Authors: Eun Young Park, Jongwon Park

Abstract:

A physical touch of a product can provide ample diagnostic information about the product attributes and quality. However, consumers’ product judgments and purchases can be erroneously influenced by non-diagnostic haptic information. For example, consumers’ evaluations of the coffee they drink could be affected by the heaviness of a cup that is used for just serving the coffee. This important issue has received little attention in prior research. The present research contributes to the literature by identifying when and how non-diagnostic haptic information can have an influence and why such influence occurs. Specifically, five studies experimentally varied the content of non-diagnostic haptic information, such as the weight of a cup (heavy vs. light) and the texture of a cup holder (smooth vs. rough), and then assessed the impact of the manipulation on product judgments and decisions. Results show that non-diagnostic haptic information has a biasing impact on consumer judgments. For example, the heavy (vs. light) cup increases consumers’ perception of the richness of coffee in it, and the rough (vs. smooth) texture of a cup holder increases the perception of the healthfulness of fruit juice in it, which in turn increases consumers’ purchase intentions of the product.

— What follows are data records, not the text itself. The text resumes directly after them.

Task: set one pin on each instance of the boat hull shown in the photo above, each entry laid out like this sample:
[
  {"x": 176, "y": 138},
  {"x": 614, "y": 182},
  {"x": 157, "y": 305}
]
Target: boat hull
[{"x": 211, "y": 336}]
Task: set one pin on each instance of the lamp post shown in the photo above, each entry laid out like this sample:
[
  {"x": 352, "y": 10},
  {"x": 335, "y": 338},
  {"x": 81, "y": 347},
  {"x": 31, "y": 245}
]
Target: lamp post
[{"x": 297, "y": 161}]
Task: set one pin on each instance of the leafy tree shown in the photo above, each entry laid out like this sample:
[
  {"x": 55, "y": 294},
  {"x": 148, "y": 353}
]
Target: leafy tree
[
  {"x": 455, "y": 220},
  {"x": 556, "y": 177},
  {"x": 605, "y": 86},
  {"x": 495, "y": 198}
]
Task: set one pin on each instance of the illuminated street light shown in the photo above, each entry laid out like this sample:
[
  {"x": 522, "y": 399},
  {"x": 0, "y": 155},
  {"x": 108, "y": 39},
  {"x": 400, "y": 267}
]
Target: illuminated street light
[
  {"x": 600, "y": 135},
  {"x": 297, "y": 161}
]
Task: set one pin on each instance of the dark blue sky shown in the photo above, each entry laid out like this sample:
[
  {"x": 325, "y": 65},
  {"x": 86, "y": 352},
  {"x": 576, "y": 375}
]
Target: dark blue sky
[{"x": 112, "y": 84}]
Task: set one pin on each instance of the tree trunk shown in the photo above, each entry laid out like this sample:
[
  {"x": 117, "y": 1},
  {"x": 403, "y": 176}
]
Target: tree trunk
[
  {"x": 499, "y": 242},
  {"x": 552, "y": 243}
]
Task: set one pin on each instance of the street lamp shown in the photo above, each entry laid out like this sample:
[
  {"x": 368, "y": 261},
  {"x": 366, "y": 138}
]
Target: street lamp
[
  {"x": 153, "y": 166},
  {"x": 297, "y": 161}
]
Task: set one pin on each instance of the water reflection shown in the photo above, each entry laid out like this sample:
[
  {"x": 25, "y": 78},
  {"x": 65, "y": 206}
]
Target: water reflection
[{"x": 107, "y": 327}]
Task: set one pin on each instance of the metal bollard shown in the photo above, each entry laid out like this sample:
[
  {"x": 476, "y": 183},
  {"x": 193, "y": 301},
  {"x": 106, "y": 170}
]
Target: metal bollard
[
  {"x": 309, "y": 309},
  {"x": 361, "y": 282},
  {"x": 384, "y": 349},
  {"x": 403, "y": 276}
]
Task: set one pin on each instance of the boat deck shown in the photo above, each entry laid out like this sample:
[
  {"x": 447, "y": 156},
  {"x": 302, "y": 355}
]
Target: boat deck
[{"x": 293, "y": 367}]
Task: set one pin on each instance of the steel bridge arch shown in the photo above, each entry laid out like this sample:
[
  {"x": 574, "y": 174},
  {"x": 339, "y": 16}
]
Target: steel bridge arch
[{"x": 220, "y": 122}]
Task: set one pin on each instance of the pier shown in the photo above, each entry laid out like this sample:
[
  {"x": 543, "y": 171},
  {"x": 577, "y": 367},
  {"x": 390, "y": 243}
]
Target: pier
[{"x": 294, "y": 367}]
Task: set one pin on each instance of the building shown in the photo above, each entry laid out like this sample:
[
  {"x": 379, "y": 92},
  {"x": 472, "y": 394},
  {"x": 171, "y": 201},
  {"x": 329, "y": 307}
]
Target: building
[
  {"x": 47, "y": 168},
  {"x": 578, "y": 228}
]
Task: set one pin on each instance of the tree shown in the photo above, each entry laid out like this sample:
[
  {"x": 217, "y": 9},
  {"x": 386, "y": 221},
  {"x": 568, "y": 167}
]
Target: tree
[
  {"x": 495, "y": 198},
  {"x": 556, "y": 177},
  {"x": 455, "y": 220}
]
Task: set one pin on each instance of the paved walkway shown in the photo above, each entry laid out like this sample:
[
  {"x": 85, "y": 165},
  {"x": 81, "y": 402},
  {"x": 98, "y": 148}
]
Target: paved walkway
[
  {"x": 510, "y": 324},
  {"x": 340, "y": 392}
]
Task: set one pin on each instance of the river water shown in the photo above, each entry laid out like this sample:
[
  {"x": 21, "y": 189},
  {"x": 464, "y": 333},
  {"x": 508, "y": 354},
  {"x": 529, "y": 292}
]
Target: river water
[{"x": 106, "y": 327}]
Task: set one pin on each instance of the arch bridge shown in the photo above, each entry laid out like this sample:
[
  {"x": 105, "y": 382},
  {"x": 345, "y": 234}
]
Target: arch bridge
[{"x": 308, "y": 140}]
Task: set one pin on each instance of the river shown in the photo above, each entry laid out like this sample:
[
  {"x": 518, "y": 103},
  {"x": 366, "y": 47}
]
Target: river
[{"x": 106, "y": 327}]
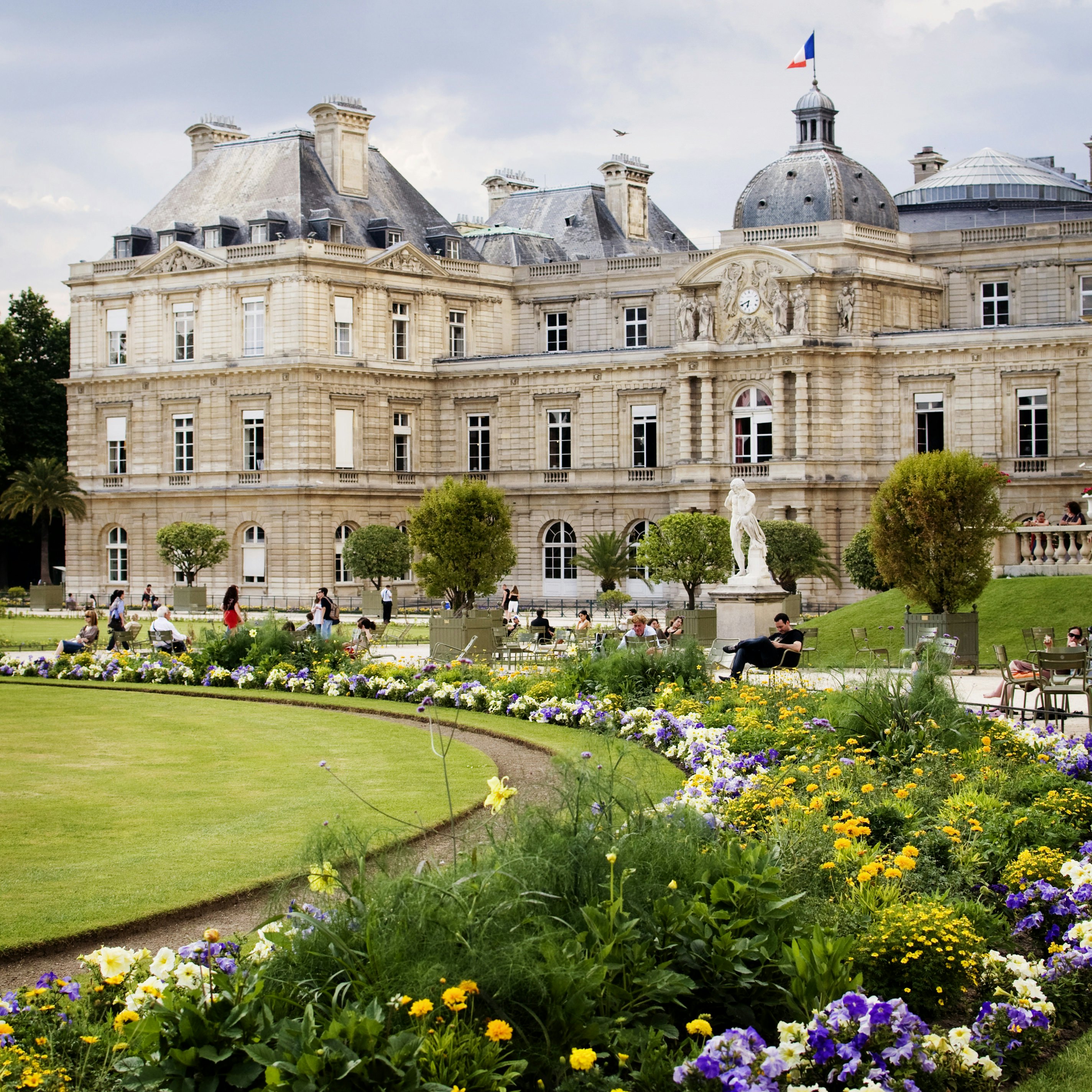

When consumers are cognitively distracted during the touch experience, the impact of the content of haptic information is no longer evident, but the valence (positive vs. negative) of the haptic experience influences product judgments. However, consumers are able to avoid the impact of non-diagnostic haptic information, if and only if they are both knowledgeable about the product category and undistracted from processing the touch experience. In sum, the nature of the influence by non-diagnostic haptic information (i.e., assimilation effect vs. contrast effect vs. null effect) is determined by the content and valence of haptic information, the relative impact of which depends on whether consumers can identify the content and source of the haptic information. Theoretically, to our best knowledge, this research is the first to document the empirical evidence of the interplay between cognitive and affective processes that determines the impact of non-diagnostic haptic information. Managerial implications are discussed.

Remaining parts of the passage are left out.